PC1/3 WT and the PC1/3 N222D variant interact: coimmunoprecipitation. A, Neuro2a cells expressing PC1/3-WT-HA alone or coexpressing either PC1/3-WT-Flag or PC1/3-N222D-Flag were cultured overnight; an unrelated HA-BACE1-WT protein was expressed similarly. Cell lysates were subjected to immunoprecipitation with anti-HA monoclonal antibody and analyzed by tag immunoblotting as indicated. B and C, Neuro2a cells were subjected to transfections in triplicate with plasmids as indicated. Secretion was analyzed by culturing cells overnight in the presence of 0.1 mg/mL aprotinin. Conditioned media and cells were harvested and analyzed by immunoblotting with AAT1 and 2B5 antisera to detect AAT1 and total PC1/3, respectively; or anti-HA antibodies to detect only WT PC1/3. D, Quantification of expression and secretion of WT PC1/3 (HA-tag only) in the presence of N222D PC1/3; WT PC1/3 was normalized to 100%. Data are expressed as the mean ± SD, n = 3. P < .125 for cells (top panel) and P < .01 for media (bottom panel) using an unpaired Student's t test. CO-IP, co-immunoprecipitation; IP, immunoprecipitation.

Figure 4.

Increased degradation of PC1/3 N222D via the ubiquitination/proteasome system and increased intracellular retention in the presence of MG132. A, Neuro2a cells and HEK cells were transiently transfected with PC1/3-WT-HA or PC1/3-N222D-HA alone or coexpressed with Flag-tagged ubiquitin and cultured in the presence of 5μM lactacystin overnight.
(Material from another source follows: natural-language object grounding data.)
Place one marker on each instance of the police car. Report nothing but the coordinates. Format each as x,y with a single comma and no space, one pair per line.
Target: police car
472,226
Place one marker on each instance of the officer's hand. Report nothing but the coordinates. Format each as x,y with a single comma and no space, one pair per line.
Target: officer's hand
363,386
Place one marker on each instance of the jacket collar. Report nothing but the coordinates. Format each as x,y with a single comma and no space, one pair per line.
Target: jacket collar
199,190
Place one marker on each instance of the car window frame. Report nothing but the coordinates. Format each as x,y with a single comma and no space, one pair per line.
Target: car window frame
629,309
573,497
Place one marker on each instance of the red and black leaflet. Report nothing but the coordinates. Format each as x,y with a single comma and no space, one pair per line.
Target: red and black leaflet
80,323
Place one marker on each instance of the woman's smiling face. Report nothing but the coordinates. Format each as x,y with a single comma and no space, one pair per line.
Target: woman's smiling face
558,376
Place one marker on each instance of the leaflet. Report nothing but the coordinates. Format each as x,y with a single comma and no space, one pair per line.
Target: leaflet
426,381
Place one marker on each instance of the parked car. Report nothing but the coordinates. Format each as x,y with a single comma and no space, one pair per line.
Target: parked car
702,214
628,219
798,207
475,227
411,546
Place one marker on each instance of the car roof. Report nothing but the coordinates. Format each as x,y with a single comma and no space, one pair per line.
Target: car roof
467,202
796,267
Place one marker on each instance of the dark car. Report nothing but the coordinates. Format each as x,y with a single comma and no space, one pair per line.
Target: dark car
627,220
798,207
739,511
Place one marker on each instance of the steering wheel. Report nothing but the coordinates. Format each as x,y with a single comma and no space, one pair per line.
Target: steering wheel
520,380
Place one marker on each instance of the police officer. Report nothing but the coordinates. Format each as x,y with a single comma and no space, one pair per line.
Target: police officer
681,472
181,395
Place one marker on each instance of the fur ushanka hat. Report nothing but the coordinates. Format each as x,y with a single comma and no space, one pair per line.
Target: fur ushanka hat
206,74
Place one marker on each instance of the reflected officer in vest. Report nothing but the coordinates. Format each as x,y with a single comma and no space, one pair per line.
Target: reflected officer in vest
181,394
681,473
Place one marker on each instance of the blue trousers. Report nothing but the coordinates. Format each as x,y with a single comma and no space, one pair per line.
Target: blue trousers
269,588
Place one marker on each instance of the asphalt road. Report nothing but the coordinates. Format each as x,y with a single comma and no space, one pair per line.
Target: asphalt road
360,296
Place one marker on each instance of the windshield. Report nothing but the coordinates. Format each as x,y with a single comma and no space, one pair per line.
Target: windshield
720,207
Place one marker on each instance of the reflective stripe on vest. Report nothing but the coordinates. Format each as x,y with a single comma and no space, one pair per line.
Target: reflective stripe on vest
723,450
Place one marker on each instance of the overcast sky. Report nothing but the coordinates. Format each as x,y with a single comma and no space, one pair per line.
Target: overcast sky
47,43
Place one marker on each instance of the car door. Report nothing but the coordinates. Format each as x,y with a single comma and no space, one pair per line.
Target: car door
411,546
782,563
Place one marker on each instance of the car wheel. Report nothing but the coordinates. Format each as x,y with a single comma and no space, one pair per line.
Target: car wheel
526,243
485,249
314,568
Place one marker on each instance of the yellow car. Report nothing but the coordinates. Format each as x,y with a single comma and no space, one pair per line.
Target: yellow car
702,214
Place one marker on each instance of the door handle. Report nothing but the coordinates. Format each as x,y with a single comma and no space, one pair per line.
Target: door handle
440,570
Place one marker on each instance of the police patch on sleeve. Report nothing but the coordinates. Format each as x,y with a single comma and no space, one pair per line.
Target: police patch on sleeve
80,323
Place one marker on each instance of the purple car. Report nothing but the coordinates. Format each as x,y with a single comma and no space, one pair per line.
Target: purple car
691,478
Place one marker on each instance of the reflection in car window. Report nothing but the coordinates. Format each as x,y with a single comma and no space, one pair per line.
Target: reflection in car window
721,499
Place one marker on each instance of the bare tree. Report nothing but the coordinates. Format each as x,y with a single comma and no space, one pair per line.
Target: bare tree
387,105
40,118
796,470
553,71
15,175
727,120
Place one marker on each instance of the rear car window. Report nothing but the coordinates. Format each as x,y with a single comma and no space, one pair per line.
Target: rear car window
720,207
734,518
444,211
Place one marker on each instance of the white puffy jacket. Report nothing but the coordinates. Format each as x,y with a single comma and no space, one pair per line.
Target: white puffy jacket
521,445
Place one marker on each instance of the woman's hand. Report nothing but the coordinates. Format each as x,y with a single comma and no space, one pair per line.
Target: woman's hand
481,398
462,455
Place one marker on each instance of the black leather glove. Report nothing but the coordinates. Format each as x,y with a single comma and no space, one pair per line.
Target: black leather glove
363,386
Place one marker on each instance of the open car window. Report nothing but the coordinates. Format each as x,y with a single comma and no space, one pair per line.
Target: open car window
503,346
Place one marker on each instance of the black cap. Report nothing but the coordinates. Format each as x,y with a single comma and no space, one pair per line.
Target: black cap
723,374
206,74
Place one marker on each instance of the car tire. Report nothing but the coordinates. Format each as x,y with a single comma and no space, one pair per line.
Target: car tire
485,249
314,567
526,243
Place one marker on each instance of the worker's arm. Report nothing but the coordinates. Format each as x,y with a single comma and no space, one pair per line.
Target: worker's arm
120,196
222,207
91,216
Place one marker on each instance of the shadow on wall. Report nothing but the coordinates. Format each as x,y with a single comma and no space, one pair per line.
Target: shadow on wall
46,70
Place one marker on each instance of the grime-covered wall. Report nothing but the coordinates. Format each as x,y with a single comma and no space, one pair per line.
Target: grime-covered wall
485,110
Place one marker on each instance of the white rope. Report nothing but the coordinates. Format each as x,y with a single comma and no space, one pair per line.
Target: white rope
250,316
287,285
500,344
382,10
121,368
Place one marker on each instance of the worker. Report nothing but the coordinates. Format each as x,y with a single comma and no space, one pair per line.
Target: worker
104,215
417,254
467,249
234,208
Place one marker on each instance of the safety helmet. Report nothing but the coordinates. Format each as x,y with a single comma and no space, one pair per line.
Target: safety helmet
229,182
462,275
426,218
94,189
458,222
Cells were harvested, lysed, and immunoblotted with anti-HA antiserum to detect the immunoprecipitated proteins, and anti-Flag-HRP was then used to detect the ubiquitinated PC1/3. Upper panels show IP, and the lower panel shows ubiquitinated proteins. B, Neuro2a cells were transfected with PC1/3-WT-HA or PC1/3-N222D-HA in triplicate and cultured in the presence of 5μM of the proteasomal inhibitor MG132 for 12 hours. Cells were harvested, lysed, and analyzed for the expression of PC1/3 using an anti-HA antibody. An actin blot was carried out as a loading control. C, Quantification of PC1/3 vs actin expression using GraphPad Prism; data are given as the mean + SD, n = 3. *, P < .05 using an unpaired Student's t test. IP, immunoprecipitation; WB, Western blot.

Figure 5.

The PC1/3 N222D protein exhibits defective secretion and a longer intracellular half-life than WT PC1/3. A, Pulse-chase assay to assess the biosynthesis of the WT and N222D variant of PC1/3. Neuro2a cells transiently transfected PC1/3-WT-HA and PC1/3-N222D-HA were metabolically labeled with ³⁵S-Cys/Met and chased for 2 hours in medium containing cold methionine. Media were harvested, and cells were harvested, lysed, and immunoprecipitated using anti-2B5 antibody to recover PC1/3 and analyzed as described in Materials and Methods. B, CHX experiment revealing differential degradation profiles of WT PC1/3 and PC1/3-N222D. Transiently transfected PC1/3-WT-HA and PC1/3-N222D-HA constructs were cultured in plating media overnight. Cells were chased in plating media containing 0.1 mg/mL CHX for the indicated time points and analyzed by immunoblotting using anti-HA antibody to detect PC1/3. C, Quantification of B was carried out with ImageJ software, and the data were analyzed using GraphPad Prism, as indicated in the Materials and Methods. (*, P < .05; n = 3; mean ± SD).